Fair enough although I was a bit suspicious that some of the information that would seem to be pretty useful, like sponsoring institution, would not have a field. But I realised that I didn’t really know what fields were in there. In fact I didn’t really know that the Case Information database was where that stuff would be.
Thanks to an FOI by Helen Murphy, I find out that;
All data held on the Caseworker Information Database will fall within a
minimum data set. The Caseworker Information Database contains:
• Name
• Date of birth
• Nationality
• Arrival details
• Temporary admission address
• Detention details
• Refusal reasons• Diary actions
• Notes
• Removal details
• Photograph
More surprisingly it also reveals that* “Currently there are over 75 screens on the Caseworker Information Database (CID)”*. 75 screens No wonder they can’t find anything!
7 hour days
Helen’s FOI also helped illuminate working conditions at the Home Office. In Helen’s FOI
The £600 limit is based on work being carried out at a rate of £25 per hour, which equates to 24 hours of work per request.
In my response :
This [£600] limit applies to all central Government Departments and is based on work being carried out by one member of staff at a rate of £25 per hour, which equates to 3½ days work per request.
Taking one as a different way of expressing the other ( a dangerous assumption) would suggest less than 7 hour days at the Home office. Still, that seams fair given the number of screens you’d need to wade through. I’d give up after 2 hours!
Groups of 5
The other thing that struck me about the data was the alarmingly uniform numbers that people die in – 5 at a time.
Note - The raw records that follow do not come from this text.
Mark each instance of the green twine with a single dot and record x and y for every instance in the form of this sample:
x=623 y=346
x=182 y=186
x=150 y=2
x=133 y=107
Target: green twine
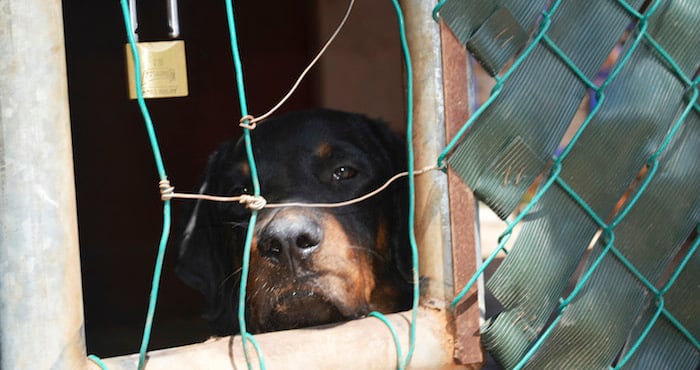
x=245 y=336
x=161 y=173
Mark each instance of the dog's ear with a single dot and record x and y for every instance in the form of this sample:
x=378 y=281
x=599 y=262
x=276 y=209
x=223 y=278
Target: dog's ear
x=204 y=259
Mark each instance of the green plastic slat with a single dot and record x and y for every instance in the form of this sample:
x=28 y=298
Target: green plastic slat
x=494 y=31
x=497 y=40
x=539 y=99
x=595 y=326
x=529 y=281
x=665 y=346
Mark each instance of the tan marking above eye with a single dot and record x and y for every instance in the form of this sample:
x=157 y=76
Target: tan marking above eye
x=324 y=150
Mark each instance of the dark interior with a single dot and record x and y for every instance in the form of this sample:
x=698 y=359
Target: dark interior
x=119 y=209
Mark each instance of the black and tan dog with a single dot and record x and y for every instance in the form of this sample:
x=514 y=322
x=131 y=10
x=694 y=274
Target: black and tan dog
x=308 y=266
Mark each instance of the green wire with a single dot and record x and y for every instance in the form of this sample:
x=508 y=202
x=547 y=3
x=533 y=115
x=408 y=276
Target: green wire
x=245 y=336
x=155 y=284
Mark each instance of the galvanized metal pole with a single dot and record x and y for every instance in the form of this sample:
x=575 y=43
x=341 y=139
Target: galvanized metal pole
x=41 y=316
x=432 y=202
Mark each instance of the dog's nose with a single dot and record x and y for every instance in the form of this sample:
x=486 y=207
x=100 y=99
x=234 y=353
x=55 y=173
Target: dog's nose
x=290 y=240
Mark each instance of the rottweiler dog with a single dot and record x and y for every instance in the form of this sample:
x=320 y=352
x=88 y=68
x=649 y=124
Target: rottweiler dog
x=308 y=266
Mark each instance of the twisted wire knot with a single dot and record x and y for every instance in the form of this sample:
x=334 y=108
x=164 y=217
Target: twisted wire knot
x=166 y=190
x=253 y=202
x=249 y=118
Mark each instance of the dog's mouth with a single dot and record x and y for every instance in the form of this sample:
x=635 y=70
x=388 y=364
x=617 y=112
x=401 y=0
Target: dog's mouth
x=298 y=309
x=302 y=309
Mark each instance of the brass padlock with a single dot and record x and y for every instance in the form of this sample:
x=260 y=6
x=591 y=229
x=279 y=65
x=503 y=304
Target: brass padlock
x=163 y=64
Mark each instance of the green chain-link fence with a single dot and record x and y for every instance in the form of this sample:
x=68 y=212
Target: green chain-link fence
x=625 y=188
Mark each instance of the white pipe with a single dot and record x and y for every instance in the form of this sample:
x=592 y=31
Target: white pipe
x=361 y=344
x=41 y=316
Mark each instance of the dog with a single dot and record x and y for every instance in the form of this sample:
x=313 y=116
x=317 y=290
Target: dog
x=308 y=266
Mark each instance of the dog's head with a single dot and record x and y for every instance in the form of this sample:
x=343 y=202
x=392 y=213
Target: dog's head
x=308 y=266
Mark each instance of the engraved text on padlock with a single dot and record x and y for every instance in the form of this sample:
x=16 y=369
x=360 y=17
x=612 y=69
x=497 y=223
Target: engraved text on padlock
x=163 y=69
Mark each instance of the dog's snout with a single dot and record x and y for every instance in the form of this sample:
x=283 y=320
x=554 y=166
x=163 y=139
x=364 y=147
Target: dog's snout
x=290 y=240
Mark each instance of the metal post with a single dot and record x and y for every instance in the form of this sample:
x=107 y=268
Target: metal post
x=445 y=206
x=432 y=203
x=41 y=316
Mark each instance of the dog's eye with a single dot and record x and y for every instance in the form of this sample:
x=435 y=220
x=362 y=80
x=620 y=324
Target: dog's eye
x=344 y=173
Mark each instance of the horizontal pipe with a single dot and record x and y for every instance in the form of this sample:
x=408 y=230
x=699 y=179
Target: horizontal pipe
x=361 y=344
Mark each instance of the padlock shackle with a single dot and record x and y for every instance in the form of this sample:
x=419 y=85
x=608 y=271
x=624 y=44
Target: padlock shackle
x=173 y=19
x=133 y=19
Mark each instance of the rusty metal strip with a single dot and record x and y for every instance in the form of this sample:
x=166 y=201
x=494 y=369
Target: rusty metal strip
x=462 y=207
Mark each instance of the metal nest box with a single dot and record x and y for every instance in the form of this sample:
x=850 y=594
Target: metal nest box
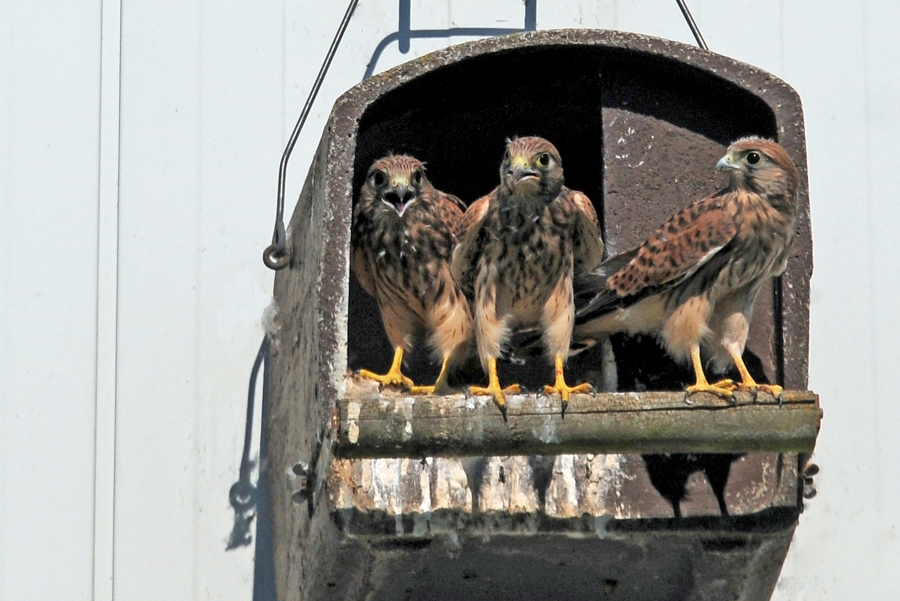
x=438 y=498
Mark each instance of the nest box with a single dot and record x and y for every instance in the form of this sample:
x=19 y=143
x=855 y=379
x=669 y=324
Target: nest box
x=635 y=494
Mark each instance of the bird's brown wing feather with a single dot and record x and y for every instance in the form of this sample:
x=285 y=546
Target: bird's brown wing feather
x=679 y=247
x=468 y=236
x=588 y=242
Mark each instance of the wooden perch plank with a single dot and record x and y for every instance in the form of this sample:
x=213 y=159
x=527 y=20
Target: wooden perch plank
x=391 y=425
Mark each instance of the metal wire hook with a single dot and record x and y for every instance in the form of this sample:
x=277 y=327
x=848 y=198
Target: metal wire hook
x=278 y=254
x=690 y=19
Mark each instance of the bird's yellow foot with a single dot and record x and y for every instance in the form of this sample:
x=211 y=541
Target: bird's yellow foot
x=721 y=391
x=564 y=390
x=493 y=388
x=394 y=377
x=703 y=384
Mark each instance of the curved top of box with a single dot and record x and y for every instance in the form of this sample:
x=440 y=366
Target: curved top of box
x=639 y=122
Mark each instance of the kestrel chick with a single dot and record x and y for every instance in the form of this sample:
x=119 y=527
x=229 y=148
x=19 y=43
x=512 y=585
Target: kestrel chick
x=403 y=238
x=694 y=281
x=519 y=248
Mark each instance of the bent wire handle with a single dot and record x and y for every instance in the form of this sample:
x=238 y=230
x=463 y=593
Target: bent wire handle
x=278 y=255
x=692 y=24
It turns out that the figures are *not entirely complete **. A note on the data says:
Figures rounded to nearest 5 (- = 0, * = 1 or 2) and may not sum to totals shown because of independent rounding.
Why round them to 5? It’s not like half a person died! ***Update: *In the comments Martin Stabe suggests “This could be an anonymisation requirement so that individual cases cannot be identified from aggregate data.”
Limits of being human
I’ve put another request in on the basis of the data I got, assuming that 10 cases would be manageable by someone in 3.5 days although 75 screens worth of content might yet fox my demand, so I may never get what I want this way.
The truth is that, as data, what I got is next to useless – no real context and the numbers aren’t even accurate, – but it reinforced a few things for me:
- Good FOI’s rely on good planning and some prior knowledge. I’d done a bit or work understanding the whole Tier4/student thing but clearly I needed to do more on understanding who held the data, how and why. Data, in fact journalism, is all about context
- Good FOI’s rarely stand alone. Often an FOI is an enabler. It opens doors, avenues for further questions. That makes it valuable even when the data might be useless.
- Visibility helps. Helen’s FOI answered questions I had. Maybe mine won’t but It’s in the mix.
- Open government doesn’t just rely on data. It relies on the capacity to retrieve and search that data. Government is really good at collecting it and shockingly bad at having it in a form that is usable even to themselves. (but we all knew that didn’t we)
Not new or startling revelations but it never hurts to be reminded of these things from time to time.